Mientras el relato oficial de Javier Milei intenta instalar una recuperación inexistente, los números de la economía real cuentan una historia de terror. La Asociación de Industriales Metalúrgicos de la República Argentina (ADIMRA) reveló que en enero la actividad del sector se hundió un 6,2% interanual, marcando el registro más bajo para ese mes desde 2021.

Este desplome no es un dato aislado; es la consecuencia directa de un programa económico basado en el enfriamiento del consumo, la parálisis total de la obra pública y una apertura de importaciones que deja a las PyMEs locales en absoluta desventaja.

https://twitter.com/ADIMRAoficial/status/2024117096867664323?s=20

El dato más alarmante del informe no es solo la caída de la producción, sino el uso de la capacidad instalada. Según ADIMRA, las fábricas metalúrgicas están operando en niveles mínimos, lo que significa que gran parte de la maquinaria nacional está juntando polvo.

Este escenario es el caldo de cultivo para lo que ya estamos viendo en el Conurbano y el resto del país: despidos masivos. El cierre de la planta de FATE en San Fernando, con más de 900 cesanteados, es la punta del iceberg de un sector privado que ya perdió cerca de 290.000 puestos de trabajo formales desde la llegada del libertarismo al poder.

Desde la cámara empresaria advierten que la situación es crítica por tres frentes que atacan simultáneamente. El derrumbe del mercado interno con salarios pulverizados. La demanda de productos metalúrgicos (desde autopartes hasta electrodomésticos) desapareció. Las Importaciones sin control que generan una competencia desleal con productos extranjeros. y por esto destruye el valor agregado nacional. Por último la Incertidumbre operativa. El aumento de tarifas de energía y logística termina de asfixiar los márgenes de ganancia de las pequeñas y medianas empresas.

    Bajo la gestión de Milei, ya se contabiliza el cierre de unas 22.000 empresas. La metalurgia, históricamente el motor del empleo industrial en Argentina, hoy sufre el rigor de un modelo que parece priorizar la especulación financiera por sobre la producción de valor.

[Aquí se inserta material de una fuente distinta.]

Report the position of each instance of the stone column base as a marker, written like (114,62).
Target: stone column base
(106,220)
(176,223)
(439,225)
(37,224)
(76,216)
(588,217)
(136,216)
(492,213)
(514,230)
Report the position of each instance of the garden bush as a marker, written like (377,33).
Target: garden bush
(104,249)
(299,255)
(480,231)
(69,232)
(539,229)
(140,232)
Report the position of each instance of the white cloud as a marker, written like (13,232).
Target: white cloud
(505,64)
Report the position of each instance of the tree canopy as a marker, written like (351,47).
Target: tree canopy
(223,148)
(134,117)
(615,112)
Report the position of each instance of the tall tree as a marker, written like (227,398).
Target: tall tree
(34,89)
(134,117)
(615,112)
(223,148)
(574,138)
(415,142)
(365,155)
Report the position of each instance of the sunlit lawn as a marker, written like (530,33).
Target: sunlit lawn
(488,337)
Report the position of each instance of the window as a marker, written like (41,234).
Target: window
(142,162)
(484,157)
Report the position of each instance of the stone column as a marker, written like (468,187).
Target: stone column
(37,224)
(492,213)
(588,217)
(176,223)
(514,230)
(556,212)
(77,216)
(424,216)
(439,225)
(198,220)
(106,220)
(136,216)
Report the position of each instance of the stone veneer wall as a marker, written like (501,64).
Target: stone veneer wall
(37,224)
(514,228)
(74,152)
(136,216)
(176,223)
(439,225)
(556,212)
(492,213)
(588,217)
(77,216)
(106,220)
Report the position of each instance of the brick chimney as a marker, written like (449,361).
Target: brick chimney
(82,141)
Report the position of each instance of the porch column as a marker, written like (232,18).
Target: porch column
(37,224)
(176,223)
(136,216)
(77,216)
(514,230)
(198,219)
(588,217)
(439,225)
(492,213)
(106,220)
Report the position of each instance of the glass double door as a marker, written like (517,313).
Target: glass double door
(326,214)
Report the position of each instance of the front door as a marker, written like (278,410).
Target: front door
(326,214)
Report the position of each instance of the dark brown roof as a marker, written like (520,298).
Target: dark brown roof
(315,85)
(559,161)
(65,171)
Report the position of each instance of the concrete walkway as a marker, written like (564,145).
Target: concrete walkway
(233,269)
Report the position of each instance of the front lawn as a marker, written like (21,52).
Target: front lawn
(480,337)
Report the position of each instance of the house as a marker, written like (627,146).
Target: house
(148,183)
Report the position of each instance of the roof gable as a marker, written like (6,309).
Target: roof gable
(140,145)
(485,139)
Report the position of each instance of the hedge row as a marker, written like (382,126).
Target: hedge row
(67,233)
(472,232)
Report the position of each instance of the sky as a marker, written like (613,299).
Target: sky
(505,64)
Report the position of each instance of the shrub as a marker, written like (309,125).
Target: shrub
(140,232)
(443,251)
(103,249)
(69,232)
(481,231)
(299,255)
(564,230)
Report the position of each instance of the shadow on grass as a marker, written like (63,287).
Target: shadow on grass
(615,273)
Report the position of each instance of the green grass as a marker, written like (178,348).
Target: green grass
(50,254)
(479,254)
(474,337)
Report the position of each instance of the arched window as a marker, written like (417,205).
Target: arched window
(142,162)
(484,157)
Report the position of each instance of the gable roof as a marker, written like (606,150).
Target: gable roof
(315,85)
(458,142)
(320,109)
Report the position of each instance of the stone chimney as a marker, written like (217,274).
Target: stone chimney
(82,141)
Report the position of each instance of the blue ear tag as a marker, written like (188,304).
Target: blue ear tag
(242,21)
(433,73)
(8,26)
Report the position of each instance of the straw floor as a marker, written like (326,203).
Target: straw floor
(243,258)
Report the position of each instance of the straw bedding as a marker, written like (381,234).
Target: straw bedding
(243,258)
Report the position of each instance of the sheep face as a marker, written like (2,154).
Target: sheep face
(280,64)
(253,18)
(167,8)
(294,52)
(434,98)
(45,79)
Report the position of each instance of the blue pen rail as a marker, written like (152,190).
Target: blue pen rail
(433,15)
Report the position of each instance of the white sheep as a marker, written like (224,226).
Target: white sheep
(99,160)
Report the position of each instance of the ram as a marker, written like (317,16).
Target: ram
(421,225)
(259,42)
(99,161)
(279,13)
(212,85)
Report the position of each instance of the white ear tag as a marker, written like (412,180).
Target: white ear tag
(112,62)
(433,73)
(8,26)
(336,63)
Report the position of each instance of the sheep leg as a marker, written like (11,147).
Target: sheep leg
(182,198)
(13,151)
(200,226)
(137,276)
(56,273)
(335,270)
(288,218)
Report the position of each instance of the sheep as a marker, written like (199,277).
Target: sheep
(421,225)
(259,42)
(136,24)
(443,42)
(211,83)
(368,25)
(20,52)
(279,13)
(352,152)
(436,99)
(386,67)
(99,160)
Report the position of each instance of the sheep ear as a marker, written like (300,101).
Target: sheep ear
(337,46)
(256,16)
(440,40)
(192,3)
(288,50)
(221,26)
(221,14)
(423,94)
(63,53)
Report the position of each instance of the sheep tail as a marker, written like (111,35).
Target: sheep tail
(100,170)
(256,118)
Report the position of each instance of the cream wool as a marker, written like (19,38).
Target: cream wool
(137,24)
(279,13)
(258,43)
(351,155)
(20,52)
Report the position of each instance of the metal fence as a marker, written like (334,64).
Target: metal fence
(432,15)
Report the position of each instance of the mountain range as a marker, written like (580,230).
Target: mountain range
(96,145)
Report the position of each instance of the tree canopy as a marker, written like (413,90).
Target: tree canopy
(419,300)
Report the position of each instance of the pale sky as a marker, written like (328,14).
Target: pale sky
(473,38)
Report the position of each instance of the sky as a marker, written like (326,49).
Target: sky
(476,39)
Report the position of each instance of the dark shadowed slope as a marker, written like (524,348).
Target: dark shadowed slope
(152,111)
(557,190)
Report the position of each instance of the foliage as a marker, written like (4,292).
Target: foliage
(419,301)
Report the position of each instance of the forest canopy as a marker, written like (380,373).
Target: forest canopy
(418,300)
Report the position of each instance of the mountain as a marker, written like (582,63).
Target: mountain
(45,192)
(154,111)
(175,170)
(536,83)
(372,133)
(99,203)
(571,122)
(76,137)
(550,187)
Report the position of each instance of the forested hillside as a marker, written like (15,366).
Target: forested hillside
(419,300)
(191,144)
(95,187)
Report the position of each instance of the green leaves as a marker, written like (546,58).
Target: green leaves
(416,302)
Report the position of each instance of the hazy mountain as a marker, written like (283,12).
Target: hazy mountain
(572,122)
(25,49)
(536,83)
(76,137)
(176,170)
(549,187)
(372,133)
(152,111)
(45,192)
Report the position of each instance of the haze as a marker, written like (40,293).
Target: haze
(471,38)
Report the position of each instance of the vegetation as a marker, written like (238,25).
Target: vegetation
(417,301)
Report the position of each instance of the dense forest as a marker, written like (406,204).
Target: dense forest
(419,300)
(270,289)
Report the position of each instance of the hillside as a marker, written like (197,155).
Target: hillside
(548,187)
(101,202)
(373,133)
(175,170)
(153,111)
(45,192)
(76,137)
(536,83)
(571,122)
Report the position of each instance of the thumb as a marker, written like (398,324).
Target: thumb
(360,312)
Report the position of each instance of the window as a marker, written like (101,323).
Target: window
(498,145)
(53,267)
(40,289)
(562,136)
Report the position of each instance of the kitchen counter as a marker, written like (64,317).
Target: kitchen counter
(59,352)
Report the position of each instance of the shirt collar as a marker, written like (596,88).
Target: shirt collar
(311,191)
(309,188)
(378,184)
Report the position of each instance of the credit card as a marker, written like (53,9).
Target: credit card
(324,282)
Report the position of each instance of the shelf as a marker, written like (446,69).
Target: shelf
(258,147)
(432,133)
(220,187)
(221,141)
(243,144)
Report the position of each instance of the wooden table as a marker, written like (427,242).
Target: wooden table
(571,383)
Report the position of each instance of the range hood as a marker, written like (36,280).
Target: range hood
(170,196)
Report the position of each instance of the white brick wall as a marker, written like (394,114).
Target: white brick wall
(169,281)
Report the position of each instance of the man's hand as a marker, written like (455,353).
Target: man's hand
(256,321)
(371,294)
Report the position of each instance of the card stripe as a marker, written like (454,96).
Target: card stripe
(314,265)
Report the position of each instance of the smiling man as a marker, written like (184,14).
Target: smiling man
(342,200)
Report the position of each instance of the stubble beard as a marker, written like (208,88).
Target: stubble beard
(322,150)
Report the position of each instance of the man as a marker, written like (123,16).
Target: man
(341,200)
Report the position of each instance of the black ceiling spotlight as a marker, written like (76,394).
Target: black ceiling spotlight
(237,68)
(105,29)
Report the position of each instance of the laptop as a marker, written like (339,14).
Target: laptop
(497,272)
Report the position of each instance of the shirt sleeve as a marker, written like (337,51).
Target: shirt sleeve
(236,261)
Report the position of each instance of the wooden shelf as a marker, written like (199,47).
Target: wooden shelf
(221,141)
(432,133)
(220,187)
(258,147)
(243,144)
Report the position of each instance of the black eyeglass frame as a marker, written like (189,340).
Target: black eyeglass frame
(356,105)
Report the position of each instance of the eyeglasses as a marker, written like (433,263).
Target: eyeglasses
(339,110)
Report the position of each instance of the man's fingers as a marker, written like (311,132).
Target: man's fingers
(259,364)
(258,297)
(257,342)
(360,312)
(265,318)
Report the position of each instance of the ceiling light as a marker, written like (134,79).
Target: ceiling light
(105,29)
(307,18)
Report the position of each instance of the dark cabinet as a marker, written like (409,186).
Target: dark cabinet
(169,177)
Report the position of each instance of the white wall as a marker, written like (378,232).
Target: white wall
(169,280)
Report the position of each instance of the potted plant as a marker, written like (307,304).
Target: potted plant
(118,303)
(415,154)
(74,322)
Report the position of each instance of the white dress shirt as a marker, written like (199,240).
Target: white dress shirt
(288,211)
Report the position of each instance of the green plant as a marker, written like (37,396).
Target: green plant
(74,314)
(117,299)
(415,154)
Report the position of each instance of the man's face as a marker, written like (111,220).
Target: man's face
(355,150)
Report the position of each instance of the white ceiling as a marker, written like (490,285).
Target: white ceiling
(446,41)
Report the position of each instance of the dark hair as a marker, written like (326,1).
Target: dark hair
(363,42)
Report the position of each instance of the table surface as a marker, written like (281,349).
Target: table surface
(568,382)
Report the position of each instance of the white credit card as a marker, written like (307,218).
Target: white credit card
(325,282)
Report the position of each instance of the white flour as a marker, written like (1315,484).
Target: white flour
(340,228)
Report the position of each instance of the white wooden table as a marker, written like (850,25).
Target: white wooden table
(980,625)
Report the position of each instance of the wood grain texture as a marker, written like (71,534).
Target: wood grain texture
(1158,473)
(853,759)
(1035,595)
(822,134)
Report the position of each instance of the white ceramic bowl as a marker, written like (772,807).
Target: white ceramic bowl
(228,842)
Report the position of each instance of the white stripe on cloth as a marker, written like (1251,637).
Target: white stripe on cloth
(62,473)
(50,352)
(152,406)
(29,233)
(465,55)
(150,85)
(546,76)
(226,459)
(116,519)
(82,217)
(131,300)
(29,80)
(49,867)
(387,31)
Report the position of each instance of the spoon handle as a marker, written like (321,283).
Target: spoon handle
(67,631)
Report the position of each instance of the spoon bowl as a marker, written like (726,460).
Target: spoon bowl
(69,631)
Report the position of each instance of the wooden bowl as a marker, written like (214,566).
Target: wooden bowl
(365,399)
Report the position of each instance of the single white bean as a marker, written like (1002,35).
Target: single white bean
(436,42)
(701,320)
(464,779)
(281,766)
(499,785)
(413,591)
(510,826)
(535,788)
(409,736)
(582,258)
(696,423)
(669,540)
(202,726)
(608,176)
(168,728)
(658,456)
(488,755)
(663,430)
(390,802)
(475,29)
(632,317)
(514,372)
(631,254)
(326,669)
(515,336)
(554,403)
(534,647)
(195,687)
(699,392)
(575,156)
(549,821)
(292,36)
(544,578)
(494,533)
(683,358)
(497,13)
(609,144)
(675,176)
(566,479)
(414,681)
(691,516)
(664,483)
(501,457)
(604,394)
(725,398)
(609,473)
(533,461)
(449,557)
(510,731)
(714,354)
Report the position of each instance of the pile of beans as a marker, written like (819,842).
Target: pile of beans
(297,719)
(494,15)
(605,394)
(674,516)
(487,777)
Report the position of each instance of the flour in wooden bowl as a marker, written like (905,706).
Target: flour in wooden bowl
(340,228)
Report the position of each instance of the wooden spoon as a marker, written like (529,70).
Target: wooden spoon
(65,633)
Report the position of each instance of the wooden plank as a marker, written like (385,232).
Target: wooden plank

    Para los trabajadores del sector, el panorama es de angustia. Detrás del 6,2% de caída que informa ADIMRA hay familias que pierden sus ingresos y talleres que bajan la persiana tras décadas de trabajo. La «motosierra» de la que hace gala el Ejecutivo nacional terminó siendo, en realidad, un golpe de gracia al corazón de la industria argentina.